A group of former minor league baseball players are suing Major League Baseball for failure to pay minimum wages and overtime in violation of the federal Fair Labor Standards Act and similar state laws. The case is in its preliminary stages and the parties are wrangling over procedural issues. The former players claim that Major League Baseball pays most minor league players $3,000 to $7,000 over a five-month season, during which the players regularly work fifty to seventy hours per week. The players allege that they play six or seven games per week, in addition to practice, strength and conditioning training, mandatory pregame activities and bus travel. The players also claim that Major League Baseball fails to pay them for mandatory spring training sessions and other off-season training and instructional sessions. With varying success, Major League Baseball has traditionally relied on a defense under the FLSA for amusement and recreational establishments. Baseball is hedging its bets and is lobbying Congress to amend the FLSA to create a specific exemption for baseball players.

Suits by unpaid interns for minimum wage payments have been in the news the last several years, most notably a suit by interns working on the movie Black Swan. Courts deciding the issue have generally applied the Department of Labor’s six factor test to determine if the interns are “trainees” instead of employees. Recently, a federal appellate court with jurisdiction over New York rejected the DOL’s six factor test and applied its own test, which focuses on whether the intern or the employer is the primary beneficiary of the relationship. The appellate court’s test focuses on what the intern receives in exchange for the work and gives the court flexibility to examine the economic reality that exists between the intern and the employer. Some of the factors to consider are the intern’s expectation of compensation, whether the training the intern receives is similar to what would be provided in an educational environment, whether the internship is tied to the intern’s educational program, the length of the internship, whether the intern’s work complements rather than displaces the work of paid employees, and whether the intern understands that there is no promise of a paid job at the end of the internship.

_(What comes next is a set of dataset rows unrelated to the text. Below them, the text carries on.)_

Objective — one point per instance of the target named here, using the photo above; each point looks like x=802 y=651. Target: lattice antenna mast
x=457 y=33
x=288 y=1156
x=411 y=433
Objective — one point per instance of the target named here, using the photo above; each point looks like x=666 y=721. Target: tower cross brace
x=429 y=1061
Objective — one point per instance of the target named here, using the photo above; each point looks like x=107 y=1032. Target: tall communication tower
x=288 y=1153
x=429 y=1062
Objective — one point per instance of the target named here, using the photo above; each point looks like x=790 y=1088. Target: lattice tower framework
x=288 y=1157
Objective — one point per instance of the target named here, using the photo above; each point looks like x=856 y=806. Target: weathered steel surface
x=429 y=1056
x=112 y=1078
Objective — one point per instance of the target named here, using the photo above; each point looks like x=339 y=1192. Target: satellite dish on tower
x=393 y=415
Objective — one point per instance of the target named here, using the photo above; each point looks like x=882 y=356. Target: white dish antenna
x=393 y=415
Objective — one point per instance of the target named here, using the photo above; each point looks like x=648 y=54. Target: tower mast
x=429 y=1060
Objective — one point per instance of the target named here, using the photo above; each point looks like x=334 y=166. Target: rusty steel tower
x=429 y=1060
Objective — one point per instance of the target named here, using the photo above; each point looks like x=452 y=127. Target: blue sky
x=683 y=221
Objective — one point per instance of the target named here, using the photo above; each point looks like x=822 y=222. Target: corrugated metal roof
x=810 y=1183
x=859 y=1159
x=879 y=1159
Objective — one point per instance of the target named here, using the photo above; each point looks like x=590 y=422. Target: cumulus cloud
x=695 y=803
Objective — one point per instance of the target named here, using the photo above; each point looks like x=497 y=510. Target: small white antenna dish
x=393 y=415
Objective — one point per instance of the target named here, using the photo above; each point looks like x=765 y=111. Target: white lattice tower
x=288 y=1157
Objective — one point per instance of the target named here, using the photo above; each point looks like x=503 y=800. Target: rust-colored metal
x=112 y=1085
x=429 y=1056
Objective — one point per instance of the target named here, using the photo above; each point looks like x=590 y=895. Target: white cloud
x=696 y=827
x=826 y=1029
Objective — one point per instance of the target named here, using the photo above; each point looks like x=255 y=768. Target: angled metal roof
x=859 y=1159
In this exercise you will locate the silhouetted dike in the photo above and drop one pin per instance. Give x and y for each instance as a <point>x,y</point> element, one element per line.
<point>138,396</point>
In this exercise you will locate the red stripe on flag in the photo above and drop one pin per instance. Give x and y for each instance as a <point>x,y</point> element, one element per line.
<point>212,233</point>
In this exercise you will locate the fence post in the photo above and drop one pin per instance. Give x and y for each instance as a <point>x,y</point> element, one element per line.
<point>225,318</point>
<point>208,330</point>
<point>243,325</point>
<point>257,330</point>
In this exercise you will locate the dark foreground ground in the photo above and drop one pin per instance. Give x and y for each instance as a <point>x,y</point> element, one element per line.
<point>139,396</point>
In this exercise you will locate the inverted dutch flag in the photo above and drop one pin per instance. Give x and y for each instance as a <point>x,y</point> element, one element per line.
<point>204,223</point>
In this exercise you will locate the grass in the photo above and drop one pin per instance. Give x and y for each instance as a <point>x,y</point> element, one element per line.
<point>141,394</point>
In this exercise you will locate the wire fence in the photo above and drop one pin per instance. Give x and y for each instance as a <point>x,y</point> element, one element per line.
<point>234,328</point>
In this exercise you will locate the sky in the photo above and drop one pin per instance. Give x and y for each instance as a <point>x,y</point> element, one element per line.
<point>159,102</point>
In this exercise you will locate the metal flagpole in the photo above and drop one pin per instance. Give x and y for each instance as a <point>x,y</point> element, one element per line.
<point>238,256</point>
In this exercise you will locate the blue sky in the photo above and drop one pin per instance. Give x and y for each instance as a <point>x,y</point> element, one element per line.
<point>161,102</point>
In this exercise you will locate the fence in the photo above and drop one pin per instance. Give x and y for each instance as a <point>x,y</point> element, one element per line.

The battle strippers have waged under the FLSA has focused on their status as employees versus independent contractors. On July 15, the DOL issued guidance on the classification of employees under the FLSA. The guidance suggests that most workers are employees and not independent contractors. The guidance reiterates the economic realities test that has been in use for years. While not changing the applicable balancing test to determine employee status under the FLSA, the DOL is putting its thumb on the scale to tip the balance in favor of employee status. The DOL states: “Most workers are employees under the FLSA’s broad definitions. The very broad definition of employment under the FLSA as “to suffer or permit to work” and the Act’s intended expansive coverage for workers must be considered when applying the economic realities factors to determine whether a worker is an employee or an independent contractor.” Time will tell what deference court’s afford the DOL’s guidance, although there is little doubt that disgruntled Uber drivers and other participants in the demand economy will rely on the DOL’s guidance to advance their claims for recognition as employees.